Funny how time slips away>>
21-04-61 by Billy Walker;
07-09-61 by Jimmy Elledge;
20-05-62 by Johnny Tillotson;

I really don't want to know - 23-10-53 by Eddy Arnold;

Little cabin on the hill - 27-10-47 by Bill Monroe;

Snowbird - 00-01-70 by Anne Murray


colonel snow
Last edited by colonel snow on Sun Jan 11, 2009 9:39 pm, edited 1 time in total.

Re: Elvis Country - 1971 & 2008

Sat Jan 10, 2009 6:41 pm

Colonel, you know your stuff, thank you.

Re: Elvis Country - 1971 & 2008

Sat Jan 10, 2009 8:30 pm

colonel snow wrote:Little canin on the hili


ben wrote:Colonel, you know your stuff, thank you.

Absolutely.

One of my favorite songs.

Re: Elvis Country - 1971 & 2008

Sat Jan 10, 2009 8:51 pm

Rob wrote:
colonel snow wrote:Little canin on the hili


Absolutely.

One of my favorite songs.


Is Old Shep the little canin on the hill?

It's great in the MDQ where Elvis is running through some of his impersonations and says Bill Monroe and goes into Little Cabin in true Monroe style!!

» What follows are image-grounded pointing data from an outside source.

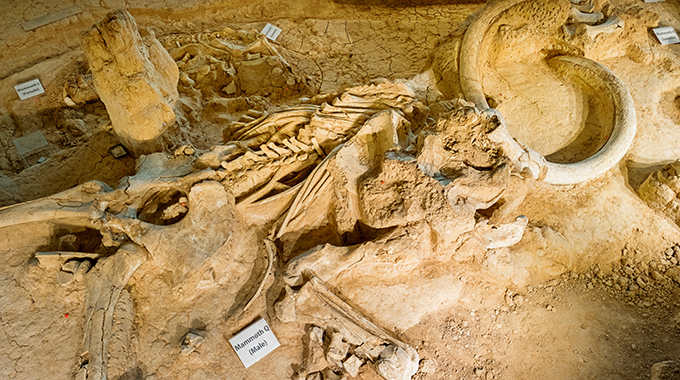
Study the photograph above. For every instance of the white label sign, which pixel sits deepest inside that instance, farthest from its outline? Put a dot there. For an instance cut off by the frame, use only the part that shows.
(271, 32)
(254, 342)
(29, 89)
(666, 35)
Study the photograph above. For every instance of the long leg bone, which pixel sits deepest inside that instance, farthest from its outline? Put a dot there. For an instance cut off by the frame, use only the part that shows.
(575, 15)
(317, 305)
(104, 286)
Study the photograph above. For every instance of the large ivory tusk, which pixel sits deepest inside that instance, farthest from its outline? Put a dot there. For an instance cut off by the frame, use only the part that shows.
(623, 132)
(559, 174)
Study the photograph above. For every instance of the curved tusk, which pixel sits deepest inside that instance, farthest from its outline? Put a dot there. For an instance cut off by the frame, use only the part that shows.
(625, 123)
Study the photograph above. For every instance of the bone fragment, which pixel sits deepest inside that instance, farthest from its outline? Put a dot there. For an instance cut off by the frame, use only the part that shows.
(623, 132)
(613, 24)
(505, 235)
(317, 305)
(575, 15)
(104, 285)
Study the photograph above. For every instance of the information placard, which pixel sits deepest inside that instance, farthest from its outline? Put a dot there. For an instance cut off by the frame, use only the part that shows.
(254, 342)
(667, 35)
(271, 32)
(29, 89)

Re: Elvis Country - 1971 & 2008

Sat Jan 10, 2009 9:30 pm

ben wrote:Colin, I do hope you do a lot more reviews like this. It was very very good, one of the best reviews I have read.

Thank you.


You're welcome, ben and I'm glad you liked it ! !

I hope to do more, but it is a lot of work !

I started from the position of what I like to see in a review:

But it's a labour of love, of course !
Last edited by ColinB on Sun Jan 11, 2009 3:46 am, edited 1 time in total.

Re: Elvis Country - 1971 & 2008

Sun Jan 11, 2009 2:30 am

colonel snow wrote:here some more recording dates from original versions

I washed my hands in muddy water - 05-05-65 by Stonewall Jackson;

A hundred years from now - 24-03-57 by Lester Flatt & Earl Scruggs;

Make the world go away - recorded for the first time by Ray Price on 30-04-63; the well known version was recorded 13-06-63.

Funny how time slips away>>
21-04-61 by Billy Walker;
07-09-61 by Jimmy Elledge;
20-05-62 by Johnny Tillotson;

I really don't want to know - 23-10-53 by Eddy Arnold;

Little canin on the hili - 27-10-47 by Bill Monroe;

Snowbird - 00-01-70 by Anne Murray


Thanks again, colonel, some interesting details there !

I've made amendments where necessary, although in the actual review, I don't show the exact recording dates for originals or covers by other artists, just the year.